Even if gab is satisfied, for me this explanation rises new questions:
- what does this chip which seems to be not relevant for emulation really do?
- a mysterious chip would be ideal for copy protection, so why don't
they use this as a black box, put some values in and some other values come out and nobody knows how?
- i read this chapter about the vdp but your 50% rule does not really fit here, lets take an example:

this is a ghost in the hangar level, the background consists of 3 different colors,
let's look at grey (rgb 173,173,173), 50% darker 87/87/87 and 50% lighter 255/255/255 (it's more but this is already white)
the ghost has as dark grey 99/99/99 around him is a halo line this has 206/206/206
now we know that the genesis uses rgb-9 so 512 colors

we find here our background grey in the first line the second grey left from white (172/172/172 not being more papal than the pope himself)

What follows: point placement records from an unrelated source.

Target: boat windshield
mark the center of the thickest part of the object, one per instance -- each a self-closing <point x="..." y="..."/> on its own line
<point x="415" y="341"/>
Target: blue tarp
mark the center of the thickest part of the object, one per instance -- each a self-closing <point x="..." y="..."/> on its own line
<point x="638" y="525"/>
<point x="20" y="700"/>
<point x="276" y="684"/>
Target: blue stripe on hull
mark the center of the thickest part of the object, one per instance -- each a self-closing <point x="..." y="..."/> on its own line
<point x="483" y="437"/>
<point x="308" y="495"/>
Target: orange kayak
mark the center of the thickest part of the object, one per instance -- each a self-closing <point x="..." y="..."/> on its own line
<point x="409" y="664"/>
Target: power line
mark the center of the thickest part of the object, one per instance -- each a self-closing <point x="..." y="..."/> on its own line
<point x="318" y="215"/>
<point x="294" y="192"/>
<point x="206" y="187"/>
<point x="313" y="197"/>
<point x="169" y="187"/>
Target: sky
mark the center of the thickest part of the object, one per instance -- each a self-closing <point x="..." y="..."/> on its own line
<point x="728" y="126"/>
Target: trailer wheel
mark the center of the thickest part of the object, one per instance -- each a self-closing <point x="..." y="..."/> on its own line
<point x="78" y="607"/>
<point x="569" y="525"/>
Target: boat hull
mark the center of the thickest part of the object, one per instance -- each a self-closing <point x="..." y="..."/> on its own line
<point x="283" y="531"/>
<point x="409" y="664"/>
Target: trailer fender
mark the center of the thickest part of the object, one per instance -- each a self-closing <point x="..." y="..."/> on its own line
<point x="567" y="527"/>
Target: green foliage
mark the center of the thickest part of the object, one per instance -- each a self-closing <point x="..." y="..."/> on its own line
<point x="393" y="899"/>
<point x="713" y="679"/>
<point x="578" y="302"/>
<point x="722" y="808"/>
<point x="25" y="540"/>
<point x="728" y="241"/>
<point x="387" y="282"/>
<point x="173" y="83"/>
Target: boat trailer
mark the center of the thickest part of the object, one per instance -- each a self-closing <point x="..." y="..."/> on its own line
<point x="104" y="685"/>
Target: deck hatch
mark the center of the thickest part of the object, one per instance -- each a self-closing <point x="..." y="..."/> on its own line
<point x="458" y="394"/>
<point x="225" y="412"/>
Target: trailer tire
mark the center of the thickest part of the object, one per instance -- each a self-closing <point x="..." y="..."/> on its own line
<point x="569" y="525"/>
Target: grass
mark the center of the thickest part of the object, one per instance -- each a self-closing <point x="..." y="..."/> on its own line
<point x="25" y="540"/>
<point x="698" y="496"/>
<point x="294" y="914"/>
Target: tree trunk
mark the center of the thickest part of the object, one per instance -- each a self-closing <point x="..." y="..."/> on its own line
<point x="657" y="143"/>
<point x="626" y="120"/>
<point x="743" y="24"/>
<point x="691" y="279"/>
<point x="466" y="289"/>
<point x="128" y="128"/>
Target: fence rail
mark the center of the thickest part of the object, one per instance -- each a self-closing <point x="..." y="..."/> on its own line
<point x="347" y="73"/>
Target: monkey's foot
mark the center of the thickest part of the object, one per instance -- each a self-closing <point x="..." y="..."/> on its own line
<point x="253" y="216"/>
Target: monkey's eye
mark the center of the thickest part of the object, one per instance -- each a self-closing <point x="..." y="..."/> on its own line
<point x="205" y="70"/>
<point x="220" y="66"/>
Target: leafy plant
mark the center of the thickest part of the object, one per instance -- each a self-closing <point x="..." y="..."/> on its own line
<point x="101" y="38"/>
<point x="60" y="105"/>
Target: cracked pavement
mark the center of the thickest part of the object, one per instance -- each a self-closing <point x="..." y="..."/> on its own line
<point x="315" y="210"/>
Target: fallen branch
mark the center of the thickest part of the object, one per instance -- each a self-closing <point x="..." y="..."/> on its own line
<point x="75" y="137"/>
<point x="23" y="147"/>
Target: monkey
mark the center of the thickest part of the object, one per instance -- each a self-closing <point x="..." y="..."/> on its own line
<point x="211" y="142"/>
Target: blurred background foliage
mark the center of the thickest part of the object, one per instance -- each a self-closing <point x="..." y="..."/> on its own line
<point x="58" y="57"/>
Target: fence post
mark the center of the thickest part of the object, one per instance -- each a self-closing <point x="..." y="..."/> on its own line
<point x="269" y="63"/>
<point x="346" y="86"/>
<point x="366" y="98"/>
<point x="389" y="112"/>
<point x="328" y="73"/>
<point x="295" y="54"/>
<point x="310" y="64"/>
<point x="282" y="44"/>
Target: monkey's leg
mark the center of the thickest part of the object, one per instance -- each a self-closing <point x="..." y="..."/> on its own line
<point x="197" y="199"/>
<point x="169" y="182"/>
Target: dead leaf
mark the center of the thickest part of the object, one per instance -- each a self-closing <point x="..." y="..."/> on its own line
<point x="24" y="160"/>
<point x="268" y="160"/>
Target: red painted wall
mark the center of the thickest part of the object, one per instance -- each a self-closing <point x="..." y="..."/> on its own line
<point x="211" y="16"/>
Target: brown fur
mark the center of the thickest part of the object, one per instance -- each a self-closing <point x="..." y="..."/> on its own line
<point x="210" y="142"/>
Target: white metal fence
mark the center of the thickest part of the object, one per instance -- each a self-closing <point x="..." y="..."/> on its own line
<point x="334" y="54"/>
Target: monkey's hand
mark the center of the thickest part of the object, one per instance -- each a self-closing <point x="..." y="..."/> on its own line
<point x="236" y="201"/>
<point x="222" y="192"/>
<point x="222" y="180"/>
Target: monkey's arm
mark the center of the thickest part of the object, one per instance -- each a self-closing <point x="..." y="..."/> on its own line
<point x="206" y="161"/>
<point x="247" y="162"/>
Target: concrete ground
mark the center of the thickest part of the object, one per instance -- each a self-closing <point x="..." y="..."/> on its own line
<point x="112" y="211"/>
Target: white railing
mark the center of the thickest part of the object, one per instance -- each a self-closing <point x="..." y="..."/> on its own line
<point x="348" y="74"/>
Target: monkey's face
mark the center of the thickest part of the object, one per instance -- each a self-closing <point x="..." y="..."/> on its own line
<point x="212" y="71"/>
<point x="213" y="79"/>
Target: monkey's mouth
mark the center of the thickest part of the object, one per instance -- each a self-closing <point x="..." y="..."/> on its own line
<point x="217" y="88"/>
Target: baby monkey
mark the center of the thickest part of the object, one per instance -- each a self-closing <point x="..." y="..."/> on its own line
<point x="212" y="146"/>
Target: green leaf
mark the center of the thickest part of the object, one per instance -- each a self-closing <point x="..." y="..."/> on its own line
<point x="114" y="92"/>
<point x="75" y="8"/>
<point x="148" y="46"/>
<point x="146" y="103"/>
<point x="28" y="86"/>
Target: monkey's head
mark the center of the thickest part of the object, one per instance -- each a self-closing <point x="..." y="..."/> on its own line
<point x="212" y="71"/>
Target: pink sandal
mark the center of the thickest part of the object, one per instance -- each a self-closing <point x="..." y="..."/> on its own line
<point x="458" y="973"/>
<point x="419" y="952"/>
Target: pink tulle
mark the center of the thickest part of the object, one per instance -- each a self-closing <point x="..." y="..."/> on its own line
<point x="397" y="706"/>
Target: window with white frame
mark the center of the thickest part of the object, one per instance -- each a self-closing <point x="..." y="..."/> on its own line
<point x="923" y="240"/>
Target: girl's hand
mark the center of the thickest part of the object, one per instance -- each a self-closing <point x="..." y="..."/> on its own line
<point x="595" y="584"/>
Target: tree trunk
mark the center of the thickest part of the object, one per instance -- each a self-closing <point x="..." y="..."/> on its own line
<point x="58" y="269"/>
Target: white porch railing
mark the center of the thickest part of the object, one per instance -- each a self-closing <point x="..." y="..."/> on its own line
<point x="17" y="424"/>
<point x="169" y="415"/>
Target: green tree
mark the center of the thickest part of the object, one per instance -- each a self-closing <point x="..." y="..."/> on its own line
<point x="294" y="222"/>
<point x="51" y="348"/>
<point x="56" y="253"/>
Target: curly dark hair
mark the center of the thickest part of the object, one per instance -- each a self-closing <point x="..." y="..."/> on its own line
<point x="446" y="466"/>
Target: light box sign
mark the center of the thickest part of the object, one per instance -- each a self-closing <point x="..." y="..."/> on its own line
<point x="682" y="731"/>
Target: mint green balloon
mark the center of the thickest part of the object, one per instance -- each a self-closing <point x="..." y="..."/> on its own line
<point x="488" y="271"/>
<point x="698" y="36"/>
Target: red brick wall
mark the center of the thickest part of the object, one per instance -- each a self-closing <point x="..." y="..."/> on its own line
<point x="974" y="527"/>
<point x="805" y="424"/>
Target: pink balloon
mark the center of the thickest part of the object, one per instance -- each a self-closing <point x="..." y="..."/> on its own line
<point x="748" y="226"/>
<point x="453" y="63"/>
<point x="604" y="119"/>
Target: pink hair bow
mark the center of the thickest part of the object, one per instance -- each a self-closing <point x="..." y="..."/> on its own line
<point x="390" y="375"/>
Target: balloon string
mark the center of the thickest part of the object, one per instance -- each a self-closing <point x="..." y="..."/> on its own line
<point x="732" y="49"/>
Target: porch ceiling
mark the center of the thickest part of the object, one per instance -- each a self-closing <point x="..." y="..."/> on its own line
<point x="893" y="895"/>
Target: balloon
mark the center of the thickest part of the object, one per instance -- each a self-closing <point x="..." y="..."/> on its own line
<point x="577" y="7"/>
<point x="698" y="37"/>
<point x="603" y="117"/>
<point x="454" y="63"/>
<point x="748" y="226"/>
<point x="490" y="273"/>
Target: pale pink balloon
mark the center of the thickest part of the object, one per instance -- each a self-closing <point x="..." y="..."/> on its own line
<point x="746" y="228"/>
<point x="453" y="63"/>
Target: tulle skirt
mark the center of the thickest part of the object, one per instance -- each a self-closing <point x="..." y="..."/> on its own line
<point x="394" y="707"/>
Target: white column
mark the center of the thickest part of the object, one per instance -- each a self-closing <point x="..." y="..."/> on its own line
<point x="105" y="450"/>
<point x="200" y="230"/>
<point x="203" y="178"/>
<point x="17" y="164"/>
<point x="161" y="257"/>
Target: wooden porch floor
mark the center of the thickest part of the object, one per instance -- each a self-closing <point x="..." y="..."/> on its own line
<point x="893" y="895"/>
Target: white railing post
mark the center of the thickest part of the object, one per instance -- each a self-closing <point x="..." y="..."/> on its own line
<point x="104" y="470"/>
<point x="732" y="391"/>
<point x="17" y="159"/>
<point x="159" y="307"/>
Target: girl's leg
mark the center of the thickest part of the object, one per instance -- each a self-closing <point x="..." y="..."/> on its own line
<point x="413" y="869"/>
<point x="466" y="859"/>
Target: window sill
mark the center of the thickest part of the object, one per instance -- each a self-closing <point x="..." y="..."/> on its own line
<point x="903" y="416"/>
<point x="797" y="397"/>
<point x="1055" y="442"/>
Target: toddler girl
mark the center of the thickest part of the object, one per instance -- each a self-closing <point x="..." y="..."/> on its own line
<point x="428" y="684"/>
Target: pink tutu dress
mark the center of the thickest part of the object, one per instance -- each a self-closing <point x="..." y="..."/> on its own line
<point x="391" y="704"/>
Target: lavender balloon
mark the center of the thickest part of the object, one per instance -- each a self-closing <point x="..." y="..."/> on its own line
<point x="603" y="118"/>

we even find our desired 87/87/87, it's also in the first line the second grey right from the first black but in the whole color map there is no
99/99/99 as in the screenshot.
either fbn does something wrong or i misunderstood the functioning of the vdp, i thought it takes an other (darker/lighter) color out of the
9bit color universe for darkening and lightening and not generate a complete new color which is not nearly 50%
you can check the other colors - they just don't fit, neither in the color map nor to the 50% rule.
no, i did not change any gamma values in fbn, it's all default.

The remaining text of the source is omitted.